My father broke the silence. “I’ve loved my life,” he said, “And today is a Lucky Strike Extra.”
I knew about Lucky Strikes. He’d told me that he’d quit smoking them the day I was born. And I knew about the Lucky Strike Extra. When he was a teenager, Lucky Strike sponsored the Hit Parade on the radio. The Lucky Strike Extra was an unexpected song that wasn’t on the charts, but deserved to be played.
That whole day was important, but that moment, standing together on Libby Hill, looking at the water, is a moment that shimmers and sparkles like the river did that day. That moment was our Lucky Strike Extra.
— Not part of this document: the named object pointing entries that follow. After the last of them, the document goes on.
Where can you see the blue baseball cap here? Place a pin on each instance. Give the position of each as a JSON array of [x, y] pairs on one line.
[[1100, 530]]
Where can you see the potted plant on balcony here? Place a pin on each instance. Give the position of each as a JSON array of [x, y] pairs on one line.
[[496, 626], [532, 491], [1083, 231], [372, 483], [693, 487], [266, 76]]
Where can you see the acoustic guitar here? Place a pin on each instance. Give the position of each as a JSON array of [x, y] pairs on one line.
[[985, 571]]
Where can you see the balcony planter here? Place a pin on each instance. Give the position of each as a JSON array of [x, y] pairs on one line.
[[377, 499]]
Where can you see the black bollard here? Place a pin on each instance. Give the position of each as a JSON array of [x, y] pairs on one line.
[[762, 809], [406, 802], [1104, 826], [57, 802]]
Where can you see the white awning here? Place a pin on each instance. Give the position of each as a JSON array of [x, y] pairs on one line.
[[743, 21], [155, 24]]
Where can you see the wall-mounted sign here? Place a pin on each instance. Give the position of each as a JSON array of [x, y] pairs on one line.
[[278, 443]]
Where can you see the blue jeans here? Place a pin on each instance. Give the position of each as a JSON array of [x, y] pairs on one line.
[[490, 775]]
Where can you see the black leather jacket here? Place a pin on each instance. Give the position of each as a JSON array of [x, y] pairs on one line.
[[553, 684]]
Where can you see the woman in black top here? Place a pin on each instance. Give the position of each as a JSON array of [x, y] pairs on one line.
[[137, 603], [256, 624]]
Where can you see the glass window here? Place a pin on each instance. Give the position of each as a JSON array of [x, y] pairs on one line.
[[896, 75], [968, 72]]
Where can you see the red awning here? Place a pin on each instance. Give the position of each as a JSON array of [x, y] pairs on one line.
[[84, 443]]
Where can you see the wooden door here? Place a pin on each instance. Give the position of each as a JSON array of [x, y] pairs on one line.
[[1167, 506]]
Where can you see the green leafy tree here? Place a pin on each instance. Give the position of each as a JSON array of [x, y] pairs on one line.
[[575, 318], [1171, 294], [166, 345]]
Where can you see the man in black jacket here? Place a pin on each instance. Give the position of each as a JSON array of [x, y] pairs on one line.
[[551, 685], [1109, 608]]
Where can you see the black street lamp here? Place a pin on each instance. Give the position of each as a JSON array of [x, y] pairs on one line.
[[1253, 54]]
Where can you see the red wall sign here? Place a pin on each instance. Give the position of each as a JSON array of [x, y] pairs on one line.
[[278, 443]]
A year later I stood on the same spot. I realized then that he’d seen something on the horizon that day that prompted his allusion to Lucky Strikes. There it was right in front of me, left over from Richmond’s tobacco factory days: the Lucky Strike smoke stack. I must have seen it hundreds of times, but I’d never noticed it.
We can look without seeing. We can hear without listening. We can live a day without a letting a single moment come fully to life. But it is less likely if we write. Writing is about noticing. I have invited the children to join me in a month long “slice of life” challenge. Those who join me will write a short “slice” everyday. I made it clear that it was optional. But every child signed up. This is a helpful process in developing cognitive skills, writing fluency, grammar, and style. It is helpful in helping us meet the national and state standards for English. But that is not all…
Friday afternoon, as we were celebrating Avery with birthday brownies, we were celebrating our lives together by sharing our writing. When the bell rang for dismissal, no one wanted to leave. We were holding on tight. It was right there and we hadn’t missed it It was our Lucky Strike Extra.